Pour preuve, la tarification préférentielle accordée aux NCP a subitement disparue des communications publiques d’Euronext lorsque son maintien est devenu inégalitaire par la fermeture de l’accès au statut y donnant droit.

            Sur son site internet, l’entreprise de marché explique aujourd’hui  que sa tarification appliquée à ses marchés réglementés dépend de 3 facteurs :
“The assigned member will be charged a trading fee for those contracts, based on, inter alia:
  • the product
  • the account type
  • the role of the member.”

Or, dans le cadre de notre contentieux, Euronext a toujours refusé de lier la tarification  préférentielle accordée à certains Dealers dont ma société, à l’existence d’un rôle ou d’une fonction. Plus généralement, Euronext a nié tout lien entre cette tarification et la contribution particulière des NCP à la formation et à la découverte des prix sur le marché, pourtant seule à même d’en justifier l’existence en droit boursier et en droit de la concurrence.
Pour ce faire, Euronext s’est à plusieurs reprises réfugiée derrière le paravent de l’AMF et a notamment affirmé   que c’était votre Autorité qui avait défini la fonction et le statut de NCP.

Je souhaitais donc savoir si selon vous les NCP ne sont pas des membres de marché dont la fonction principale est d’améliorer la liquidité des contrats à terme fermes à l’instar des teneurs de marché sur les contrats à terme optionnels ?

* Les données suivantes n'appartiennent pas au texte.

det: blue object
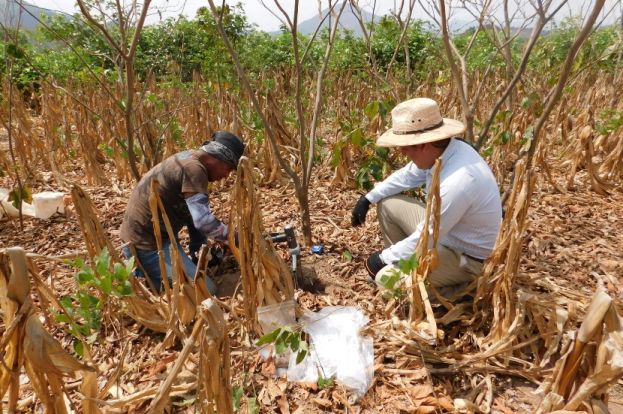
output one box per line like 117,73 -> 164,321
311,245 -> 324,254
121,240 -> 217,294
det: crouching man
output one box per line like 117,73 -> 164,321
120,131 -> 245,295
351,98 -> 502,297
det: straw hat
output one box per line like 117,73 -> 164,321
376,98 -> 465,147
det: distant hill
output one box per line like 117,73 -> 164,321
271,4 -> 488,36
0,0 -> 70,31
271,3 -> 376,36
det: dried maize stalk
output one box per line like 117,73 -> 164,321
537,288 -> 623,412
229,156 -> 294,333
71,185 -> 120,263
0,247 -> 94,413
198,298 -> 232,414
146,299 -> 232,414
147,180 -> 197,336
409,158 -> 442,343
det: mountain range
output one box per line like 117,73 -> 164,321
0,0 -> 70,30
0,0 -> 526,37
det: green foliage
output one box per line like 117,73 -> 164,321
397,253 -> 419,275
34,14 -> 115,82
597,110 -> 623,135
453,28 -> 513,71
8,185 -> 32,209
369,17 -> 439,77
317,375 -> 334,390
257,326 -> 309,364
527,17 -> 621,76
532,17 -> 580,71
232,386 -> 244,410
354,150 -> 390,191
378,253 -> 419,299
137,5 -> 250,82
0,30 -> 40,88
247,396 -> 260,414
328,29 -> 367,71
342,250 -> 353,262
55,248 -> 134,356
336,98 -> 395,191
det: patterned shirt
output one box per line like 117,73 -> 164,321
120,150 -> 212,250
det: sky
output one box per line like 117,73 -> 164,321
35,0 -> 391,31
32,0 -> 622,32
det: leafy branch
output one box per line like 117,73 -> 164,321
54,248 -> 134,356
257,326 -> 309,364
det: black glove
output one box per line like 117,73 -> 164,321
365,251 -> 385,278
351,196 -> 371,226
207,245 -> 225,268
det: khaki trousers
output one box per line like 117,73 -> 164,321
377,195 -> 483,294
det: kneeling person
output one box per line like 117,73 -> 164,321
351,98 -> 502,296
120,131 -> 245,295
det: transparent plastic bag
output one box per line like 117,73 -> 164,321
287,306 -> 374,400
257,300 -> 297,374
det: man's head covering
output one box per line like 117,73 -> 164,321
200,131 -> 245,168
376,98 -> 465,147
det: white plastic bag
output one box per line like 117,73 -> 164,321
32,191 -> 65,219
287,306 -> 374,400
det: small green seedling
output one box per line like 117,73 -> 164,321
317,375 -> 334,390
378,253 -> 419,299
257,326 -> 309,364
55,248 -> 134,356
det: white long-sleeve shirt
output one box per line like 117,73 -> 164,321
365,138 -> 502,264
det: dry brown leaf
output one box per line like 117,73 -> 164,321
410,384 -> 434,400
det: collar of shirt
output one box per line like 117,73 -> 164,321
424,137 -> 460,187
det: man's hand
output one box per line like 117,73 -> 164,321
351,195 -> 371,226
365,251 -> 385,278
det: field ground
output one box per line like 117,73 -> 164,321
1,127 -> 623,412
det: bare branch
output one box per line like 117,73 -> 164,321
527,0 -> 606,165
258,0 -> 287,29
205,0 -> 299,183
306,1 -> 348,186
76,0 -> 125,57
385,0 -> 416,78
301,1 -> 340,64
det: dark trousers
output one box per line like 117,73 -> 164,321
187,221 -> 207,263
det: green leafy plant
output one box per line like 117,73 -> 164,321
342,250 -> 353,262
317,375 -> 334,390
378,253 -> 419,299
247,396 -> 260,414
55,248 -> 134,356
257,326 -> 309,364
354,149 -> 390,191
597,110 -> 623,135
8,186 -> 32,209
232,386 -> 244,410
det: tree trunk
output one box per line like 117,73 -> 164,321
295,185 -> 313,247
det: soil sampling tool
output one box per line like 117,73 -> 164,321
269,224 -> 302,281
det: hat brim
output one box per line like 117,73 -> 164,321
376,118 -> 465,147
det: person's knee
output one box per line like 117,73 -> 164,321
377,195 -> 405,223
377,196 -> 393,220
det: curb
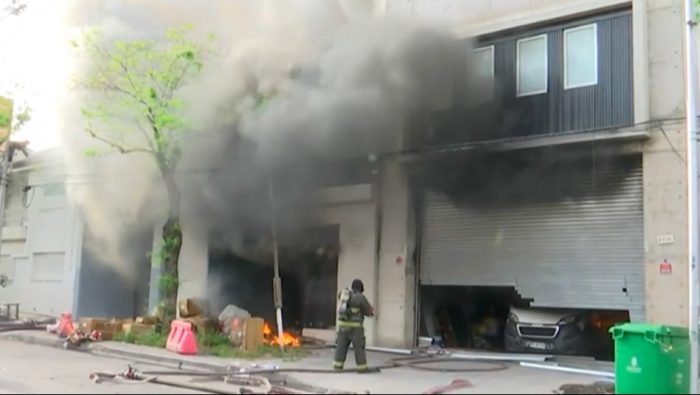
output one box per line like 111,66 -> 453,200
1,331 -> 67,350
3,331 -> 246,371
88,343 -> 232,371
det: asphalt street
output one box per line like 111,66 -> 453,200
0,340 -> 204,394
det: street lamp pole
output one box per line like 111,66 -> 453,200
684,0 -> 699,392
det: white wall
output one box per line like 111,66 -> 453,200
318,185 -> 378,345
375,160 -> 416,347
178,216 -> 210,303
0,166 -> 83,318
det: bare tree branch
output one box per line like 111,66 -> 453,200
135,121 -> 158,152
85,124 -> 153,155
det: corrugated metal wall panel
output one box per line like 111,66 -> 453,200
486,11 -> 633,137
420,156 -> 645,320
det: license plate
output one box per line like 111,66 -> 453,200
527,341 -> 547,350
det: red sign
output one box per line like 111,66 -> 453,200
396,256 -> 403,266
660,260 -> 672,275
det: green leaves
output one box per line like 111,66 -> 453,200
74,25 -> 216,170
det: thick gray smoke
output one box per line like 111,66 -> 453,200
61,0 -> 484,286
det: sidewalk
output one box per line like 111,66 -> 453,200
2,330 -> 606,394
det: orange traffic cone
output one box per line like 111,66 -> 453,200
55,312 -> 76,339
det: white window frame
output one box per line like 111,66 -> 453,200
473,45 -> 495,78
564,23 -> 598,89
516,34 -> 548,97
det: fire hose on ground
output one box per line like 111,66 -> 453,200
90,355 -> 508,394
90,354 -> 508,381
90,366 -> 239,394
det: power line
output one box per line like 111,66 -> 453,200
658,122 -> 687,164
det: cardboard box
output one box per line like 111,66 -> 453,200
79,318 -> 109,333
112,318 -> 134,325
243,317 -> 265,351
122,323 -> 156,335
99,330 -> 117,341
182,316 -> 218,334
178,299 -> 203,318
135,316 -> 158,325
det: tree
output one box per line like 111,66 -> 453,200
1,0 -> 31,138
73,26 -> 214,323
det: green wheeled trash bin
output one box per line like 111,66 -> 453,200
610,323 -> 690,394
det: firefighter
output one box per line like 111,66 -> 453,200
334,279 -> 374,372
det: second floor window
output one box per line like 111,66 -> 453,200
564,24 -> 598,89
517,34 -> 548,96
472,46 -> 494,79
470,46 -> 495,102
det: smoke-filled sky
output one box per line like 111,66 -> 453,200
0,0 -> 70,150
2,0 -> 481,276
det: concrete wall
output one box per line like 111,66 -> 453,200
375,160 -> 416,347
318,185 -> 378,345
638,0 -> 689,326
642,122 -> 689,325
178,216 -> 209,303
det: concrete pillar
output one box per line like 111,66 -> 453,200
643,125 -> 688,325
376,159 -> 416,347
318,185 -> 378,345
147,225 -> 163,314
177,216 -> 210,304
640,0 -> 688,325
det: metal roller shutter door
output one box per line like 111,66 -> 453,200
420,156 -> 645,321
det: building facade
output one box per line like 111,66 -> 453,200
371,0 -> 693,347
0,150 -> 84,317
0,150 -> 150,320
173,0 -> 695,348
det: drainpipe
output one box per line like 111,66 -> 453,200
684,0 -> 699,392
267,175 -> 285,351
0,143 -> 12,264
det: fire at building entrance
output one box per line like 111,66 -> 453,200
208,225 -> 340,338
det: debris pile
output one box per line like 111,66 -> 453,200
44,299 -> 306,354
218,303 -> 303,350
77,316 -> 158,340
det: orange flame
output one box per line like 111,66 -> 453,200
262,321 -> 301,347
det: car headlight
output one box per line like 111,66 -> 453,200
558,315 -> 578,325
508,312 -> 519,323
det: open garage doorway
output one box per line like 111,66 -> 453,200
419,285 -> 628,360
208,225 -> 340,331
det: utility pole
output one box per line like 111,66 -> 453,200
685,0 -> 699,392
267,175 -> 285,351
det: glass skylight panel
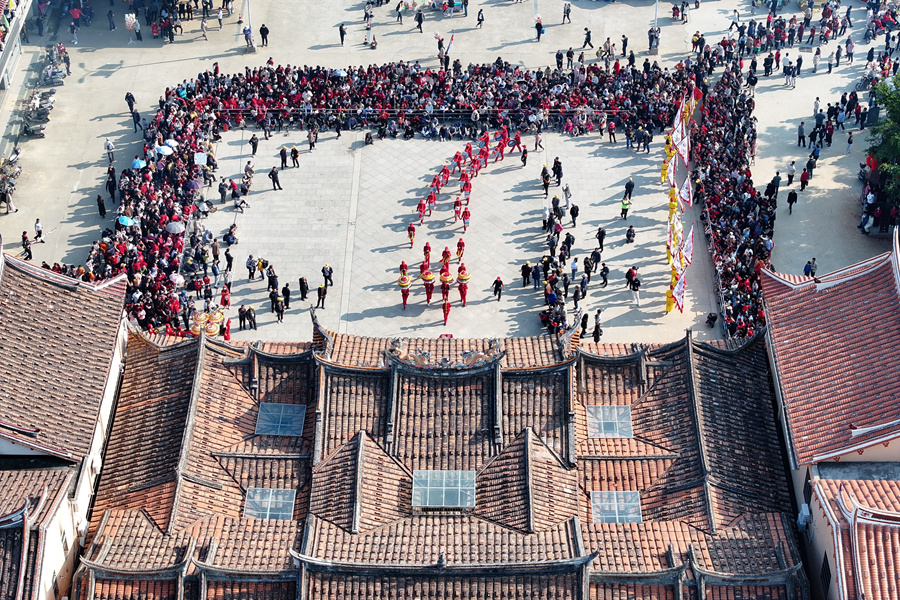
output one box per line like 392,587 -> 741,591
412,470 -> 476,508
244,488 -> 296,520
586,405 -> 634,438
590,491 -> 642,524
255,402 -> 306,436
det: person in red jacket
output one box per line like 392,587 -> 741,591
407,222 -> 416,247
456,238 -> 465,262
442,300 -> 451,325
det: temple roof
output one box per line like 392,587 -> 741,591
78,328 -> 804,600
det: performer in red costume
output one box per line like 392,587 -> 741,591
422,270 -> 435,304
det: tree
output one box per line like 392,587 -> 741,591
867,75 -> 900,203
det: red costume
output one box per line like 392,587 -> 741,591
442,300 -> 451,325
458,282 -> 468,306
441,247 -> 452,266
461,207 -> 471,231
452,151 -> 464,174
453,197 -> 462,221
220,286 -> 231,307
407,223 -> 416,247
423,242 -> 431,268
416,198 -> 427,224
400,260 -> 408,275
456,238 -> 465,261
401,288 -> 410,309
440,164 -> 450,185
441,282 -> 450,302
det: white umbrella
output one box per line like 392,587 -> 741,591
156,145 -> 174,156
169,273 -> 185,286
164,139 -> 179,148
166,221 -> 186,234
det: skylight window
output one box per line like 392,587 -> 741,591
412,470 -> 476,508
586,405 -> 634,438
590,491 -> 642,524
244,488 -> 296,520
255,403 -> 306,436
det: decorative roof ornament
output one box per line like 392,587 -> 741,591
387,338 -> 504,371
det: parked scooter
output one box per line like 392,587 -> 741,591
22,122 -> 46,138
24,110 -> 50,123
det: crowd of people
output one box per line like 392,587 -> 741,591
45,40 -> 727,334
693,63 -> 769,339
43,0 -> 890,338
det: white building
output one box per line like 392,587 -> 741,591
762,231 -> 900,600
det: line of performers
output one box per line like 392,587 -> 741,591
398,239 -> 469,325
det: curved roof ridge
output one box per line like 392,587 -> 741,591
3,252 -> 127,296
291,548 -> 598,572
839,484 -> 900,525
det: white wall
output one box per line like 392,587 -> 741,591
37,497 -> 78,600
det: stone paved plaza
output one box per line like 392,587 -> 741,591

Je souhaitais aussi savoir si selon l’AMF, le statut auquel était attachée une tarification idoine indexée sur celles des autres membres est bien lié à l’existence d’une telle fonction ?

Entrons plus en  en détail dans l’affichage tarifaire actuel d’Euronext qui dit :
“This document explains the general fee principles of non-Liquidity Provider trades.
Details of Liquidity Provider trading fees are based on individual Liquidity Provider Contracts. Liquidity Providers are initially charged at the rates shown in this document. The final exchange trading fees for Liquidity Providers depend on the performance of the Liquidity Provider as described in the Liquidity Provider Programme.”
Permettez-moi de me considérer comme un apporteur de liquidité, autrement dit de me placer dans l’hypothèse où la tarification différenciée dont mes confrères et moi-même bénéficions depuis 17  ans aurait un fondement légal.
Je suis alors obligé de vous dire qu’Euronext affirme à tort à ses membres que les apporteurs de liquidité se voient appliquer la tarification affichée dans ce document et bénéficient d’un remise a postériori en fonction de leur performance.
Mes confrères et moi-même nous voyions directement appliquer une tarification préférentielle qui ne figure pas dans le document en question.
De même, aucune mention n’est faite de la singularité de notre tarification consistant en un remboursement de 50 % sur les allers-retours à somme nulle.
Enfin, alors qu’elle préparait sans doute notre éviction, Euronext a unilatéralement et, sous une explication trompeuse, supprimé en juin 2002, la Minimum Activity Charge qui pourrait être assimilée à la réalisation de  la « performance » décrite dans ce document.
Comment expliquer, sinon par la dissimulation d’une pratique fautive, le fait que l’affichage tarifaire d’Euronext ne satisfasse pas aux exigences d’exactitudes, de précision et de sincérité imposées par le Règlement Général de l’AMF aux communications financières à destination du publique ?
Bien que la passivité de l’AMF nous ait surpris, mes confrères et moi-même avons cru que certaines évidences seraient reconnues par la justice.
Or nous avons aujourd’hui compris qu’Euronext entendait, au prix d’une déloyauté intolérable,  faussement réécrire notre histoire dans un monde judiciaire qu’elle sait étanche.
Je vous demande donc en tant que membre de marché, et au nom de l’ensemble de mes confrères encore en activité et/ou en procédure, de répondre aux questions posées dans la présente et de procéder à l’ouverture d’une enquête sur l’intégralité des pratiques que je vous ai décrites.

Veuillez agréer, Madame la Secrétaire Générale Adjointe, l’expression de mes respectueuses salutations.